Nel 1883 due nuove compagnie di navigazione, Anchor e Florio Lines, si aggiunsero alla lista di navi che trasportavano gli italiani in America. Visitavano i porti del Mediterraneo e navigavano direttamente verso New York, evitando Liverpool, Le Havre e Amburgo, fino a quel momento porti principali dell’emigrazione. Questa rotta più diretta comportò per gli italiani un costo minore. Intorno al 1885, persino i più poveri eoliani potevano permettersi il biglietto e si univano agli altri italiani che partivano per New York e si insediavano a Oswego.

In altre zone del paese nacquero distretti chiamati Little Italy dove gli immigrati potevano continuare con le loro tradizioni e la loro lingua anche nella loro nuova madrepatria. Anche a Oswego vi erano delle zone dove vivevano molti italiani. La maggior parte delle famiglie siciliane di Messina si stabilirono nel quartiere Second Ward, lungo la riva del lago sull’East Side. Si trattava di una delle zone meno desiderabili della città, ma era vicina alla ferrovia e alle fabbriche che fornivano lavoro. Gli italiani provenienti dalla terraferma invece si stabilirono nel Fifth Ward a sud e nel Third Ward: Willow, Liberty, Babcock, Herrik e Utica Street. Alcuni dei nuovi arrivati trovavano alloggio nelle casette di legno, altri in delle pensioni più grandi. Spesso trovavano ospitalità presso familiari, amici o compaesani.
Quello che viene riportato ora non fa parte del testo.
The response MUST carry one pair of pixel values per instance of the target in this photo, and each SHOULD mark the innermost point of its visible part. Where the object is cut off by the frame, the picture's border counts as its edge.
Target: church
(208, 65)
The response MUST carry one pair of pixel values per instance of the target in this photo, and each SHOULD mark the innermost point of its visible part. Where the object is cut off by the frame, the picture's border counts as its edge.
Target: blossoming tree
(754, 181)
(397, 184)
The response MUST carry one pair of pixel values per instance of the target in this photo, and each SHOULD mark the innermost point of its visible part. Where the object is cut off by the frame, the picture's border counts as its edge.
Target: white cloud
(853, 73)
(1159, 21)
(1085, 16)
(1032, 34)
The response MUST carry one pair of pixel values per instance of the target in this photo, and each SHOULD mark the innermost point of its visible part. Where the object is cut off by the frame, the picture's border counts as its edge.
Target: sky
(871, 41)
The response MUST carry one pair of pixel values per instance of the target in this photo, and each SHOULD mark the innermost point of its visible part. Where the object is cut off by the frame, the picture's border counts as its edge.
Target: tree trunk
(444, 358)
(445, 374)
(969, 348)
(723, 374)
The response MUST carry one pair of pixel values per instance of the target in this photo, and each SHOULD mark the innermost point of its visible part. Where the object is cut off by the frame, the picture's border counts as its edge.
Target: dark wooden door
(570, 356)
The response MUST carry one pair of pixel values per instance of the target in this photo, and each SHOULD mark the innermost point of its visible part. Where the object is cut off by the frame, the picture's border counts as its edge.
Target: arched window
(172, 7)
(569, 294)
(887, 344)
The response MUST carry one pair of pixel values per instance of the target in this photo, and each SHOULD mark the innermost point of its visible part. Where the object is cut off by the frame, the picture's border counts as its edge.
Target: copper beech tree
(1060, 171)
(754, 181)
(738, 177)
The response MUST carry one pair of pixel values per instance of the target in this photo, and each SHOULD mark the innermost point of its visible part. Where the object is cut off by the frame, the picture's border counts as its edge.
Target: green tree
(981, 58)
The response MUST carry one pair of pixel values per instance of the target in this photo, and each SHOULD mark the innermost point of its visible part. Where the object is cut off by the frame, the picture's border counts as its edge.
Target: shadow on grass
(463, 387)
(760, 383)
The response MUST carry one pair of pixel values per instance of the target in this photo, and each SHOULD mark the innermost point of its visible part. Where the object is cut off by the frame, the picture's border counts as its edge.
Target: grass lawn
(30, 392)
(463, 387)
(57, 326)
La famiglia Manfre è un tipico esempio di coloro che arrivarono a Oswego dalle Eolie e che qui misero radici. Giuseppe Manfre aprì la sua casa a ospiti come Giuseppe Cortese, anch’egli di Lipari, e ad altri italiani….

Nonostante gli inverni rigidi, l’offerta di lavoro a Oswego bastò ad attirare gli immigrati e incoraggiarli a restare…. Il 

fiume Oswego fu strumentale nello sviluppo di molte fabbriche e stabilimenti tessili in città. ….. Nel giugno 1900 una nuova fabbrica di conserve cercava oltre cento operai attraverso una inserzione che prometteva “Molto lavoro”. Il fatto che ci fosse molto lavoro non vuol dire che non vi fosse competizione tra coloro che lo cercavano. Il Brooklyn Eagle pubblicò una articolo nell’estate 1902 nel quale si raccontava di tensioni crescenti, a Oswego, tra italiani portati lì dalla cartiera Battle Island Paper Mills Company e i portuali italiani locali per lo scarico delle chiatte. Fortunatamente un forte temporale aveva evitato che vi fossero violenze.
Nel 1900 a Oswego vi erano diverse grandi fabbriche, che sfruttavano l’acqua ed i trasporti ferroviari, le tasse basse ed i costi relativamente bassi degli immobili. La Pittsburg Oil Supply Company, la Herman Lumber Company, la Oswego Preserving Company, la Stevenson Malt House e la McGowan Brewery erano alcune tra le più importanti. La Kingsford Starch Factory era la più grande produttrice di amido al mondo, mentre la Oswego Shade Cloth Company era leader mondiale nella produzione di panni multiuso. Nel novembre 1911 l’Oswego Daily Times citava quarantatré imprese a Owego, incluse le seguenti:

- Diamond Match Factory - la più grande al mondo
- New York Central Railroad - compagnia ferroviaria
- Kingsford Boiler and Machine Shops - fabbrica di caldaie
- Ames Iron Works - acciaieria
- George Bessler Foundry - fonderia
- Fitzgibbons Boiler Works - caldaie
- Standard Yam Mills - stabilimento tessile
- Mohawk Manufacturing Company - manifatture
- Ontario Knitting Company - lanificio
- Oswego Knitting Company - lanificio
- Frederic Conde Knitting Mills - stabilimento tessile
- Oswego Candy Works - fabbrica di caramelle

A volte le donne gestivano le pensioni, ma presto iniziarono a lavorare anche fuori casa. Nelle Isole Eolie non era inusuale che le donne vivessero e lavorassero con le loro famiglie nelle aziende agricole come contadine, sarte o come levatrici nei paesini. A Oswego le donne andavano a lavorare al fianco degli uomini negli stabilimenti tessili in giro per la città, mentre i figli più grandi le aiutavano a prendersi cura dei più piccoli. Inoltre, esse trovavano impiego nelle fabbriche di caramelle, nei negozi e nei grandi magazzini. Altre guadagnavano facendo le pulizie o i lavori di cucito. Le banche del posto pubblicavano inserzioni sui giornali per incoraggiare le donne ad aprire conti correnti per far fronte alle spese familiari “in modo moderno”.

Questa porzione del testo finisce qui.